An OpenAPI Specification uses a standard format to describe a RESTful API. Written in either JSON or YAML format, an OpenAPI Specification is machine readable, but is also easy for humans to read and understand. The specification describes API elements such as its base path, paths and verbs, headers, query parameters, operations, content types, response descriptions, and more. In addition, an OpenAPI Specification is commonly used to generate API documentation.

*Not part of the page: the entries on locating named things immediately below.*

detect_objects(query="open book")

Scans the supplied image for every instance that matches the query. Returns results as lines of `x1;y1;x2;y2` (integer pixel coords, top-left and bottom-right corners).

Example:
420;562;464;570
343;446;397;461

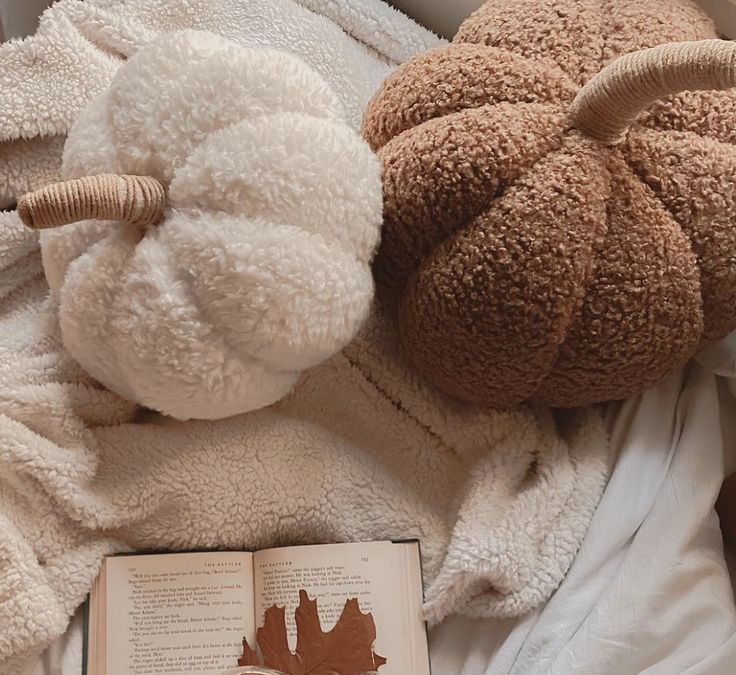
85;542;430;675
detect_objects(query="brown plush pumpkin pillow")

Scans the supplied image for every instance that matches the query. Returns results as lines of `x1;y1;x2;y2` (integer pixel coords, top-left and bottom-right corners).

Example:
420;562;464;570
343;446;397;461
364;0;736;406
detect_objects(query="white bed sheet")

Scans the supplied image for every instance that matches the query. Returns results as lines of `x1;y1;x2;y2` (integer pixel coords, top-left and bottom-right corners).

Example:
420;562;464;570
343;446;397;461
432;366;736;675
24;356;736;675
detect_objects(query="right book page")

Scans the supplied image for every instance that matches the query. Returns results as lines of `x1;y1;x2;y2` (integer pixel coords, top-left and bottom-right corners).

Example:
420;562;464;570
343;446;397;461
253;542;429;675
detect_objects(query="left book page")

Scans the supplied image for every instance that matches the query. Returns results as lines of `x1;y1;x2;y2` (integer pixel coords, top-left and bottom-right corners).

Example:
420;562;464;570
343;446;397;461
88;553;256;675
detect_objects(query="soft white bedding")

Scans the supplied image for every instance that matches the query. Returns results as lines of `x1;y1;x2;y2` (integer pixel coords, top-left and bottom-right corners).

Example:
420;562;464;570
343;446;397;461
24;356;736;675
432;362;736;675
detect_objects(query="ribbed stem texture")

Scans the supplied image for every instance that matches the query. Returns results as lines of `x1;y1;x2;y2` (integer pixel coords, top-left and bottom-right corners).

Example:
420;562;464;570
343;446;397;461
18;174;166;229
570;40;736;145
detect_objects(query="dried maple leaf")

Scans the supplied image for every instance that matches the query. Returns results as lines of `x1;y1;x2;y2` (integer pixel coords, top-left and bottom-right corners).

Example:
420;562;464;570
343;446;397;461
238;638;260;666
238;590;386;675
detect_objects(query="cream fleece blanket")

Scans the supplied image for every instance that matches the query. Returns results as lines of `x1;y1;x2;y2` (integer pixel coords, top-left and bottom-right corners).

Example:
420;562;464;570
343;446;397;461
0;0;442;208
0;0;609;674
0;213;608;673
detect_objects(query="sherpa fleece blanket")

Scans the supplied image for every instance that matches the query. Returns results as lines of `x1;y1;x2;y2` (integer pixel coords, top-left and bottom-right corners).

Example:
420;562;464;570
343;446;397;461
0;212;609;673
0;0;609;674
0;0;442;208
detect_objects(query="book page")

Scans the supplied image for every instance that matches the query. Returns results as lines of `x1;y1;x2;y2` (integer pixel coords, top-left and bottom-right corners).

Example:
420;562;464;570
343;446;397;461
105;553;255;675
253;542;429;675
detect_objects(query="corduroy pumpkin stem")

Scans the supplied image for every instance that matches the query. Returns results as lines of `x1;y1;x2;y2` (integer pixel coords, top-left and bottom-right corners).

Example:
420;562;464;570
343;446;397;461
570;40;736;145
18;173;166;229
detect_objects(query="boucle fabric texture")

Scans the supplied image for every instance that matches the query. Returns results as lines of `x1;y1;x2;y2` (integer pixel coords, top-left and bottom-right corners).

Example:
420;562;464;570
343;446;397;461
0;0;442;207
0;213;610;675
36;30;382;419
363;0;736;407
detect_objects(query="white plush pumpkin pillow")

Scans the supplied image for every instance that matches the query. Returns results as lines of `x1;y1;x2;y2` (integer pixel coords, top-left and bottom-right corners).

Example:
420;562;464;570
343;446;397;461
35;31;382;419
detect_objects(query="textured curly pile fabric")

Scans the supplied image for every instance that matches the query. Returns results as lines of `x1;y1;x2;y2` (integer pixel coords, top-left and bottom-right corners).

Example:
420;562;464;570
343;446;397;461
363;0;736;407
41;31;381;419
0;213;610;675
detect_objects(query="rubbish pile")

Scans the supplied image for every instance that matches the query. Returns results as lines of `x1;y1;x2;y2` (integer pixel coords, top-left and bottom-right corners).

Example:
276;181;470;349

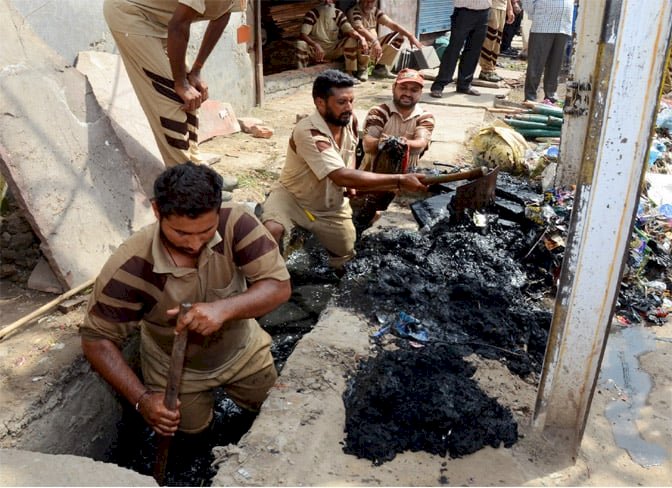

The following fragment from an OpenAPI Specification describes Apigee's mock target service, http://mocktarget.apigee.net. For more information, see OpenAPI spec for the helloworld sample.

openapi: 3.0.0
info:
  description: OpenAPI Specification for the Apigee mock target service endpoint.
  version: 1.0.0
  title: Mock Target API
paths:
  /:
    get:
      summary: View personalized greeting
      operationId: View a personalized greeting
      description: View a personalized greeting for the specified or guest user.
      parameters:
        - name: user
          in: query
          description: Your user name.
          required: false
          schema:
            type: string
      responses:
        "200":
          description: Success
  /help:
    get:
      summary: Get help
      operationId: Get help
      description: View help information about available resources in HTML format.
      responses:
        "200":
          description: Success
...

Through the Create Proxy wizard, you can import an OpenAPI Specification and use it to generate an API proxy. Once the proxy is generated, you can use the Apigee UI to further develop it by adding policies, implementing custom code, and so on&emdash;just like any Apigee proxy.

Creating an API proxy from an OpenAPI Specification

Create your API proxies from an OpenAPI Specification. In just a few clicks, you'll have an API proxy with the paths, parameters, conditional flows, and target endpoints generated automatically. Then, you can add features such as OAuth security, rate limiting, and caching.

In the Create Proxy wizard, click Use OpenAPI Spec and follow the wizard to create a reverse or no target proxy from an OpenAPI Specification. For details, see Creating an API proxy from an OpenAPI Specification.

Creating a new revision of an API proxy

Create a new revision of an API proxy, as described below.

To create a new revision of an API proxy, perform the following steps:

  1. Sign in to the Apigee UI.
  2. In the navigation bar, select Develop > API Proxies.
  3. Click the API proxy in the list that you want to copy.
  4. Click the Develop tab.

  5. Select the Save button and select Save as New Revision.

Backing up an API proxy

You can back up an existing API proxy as a set of XML files in an API proxy bundle. Once exported to a bundle, you can import the API proxy to a new proxy, as described in Importing an API proxy from an API proxy bundle previously in this section. For more information, see Download API proxies.

Creating an API proxy using the API

To create an API proxy using the API, see Creating an API proxy.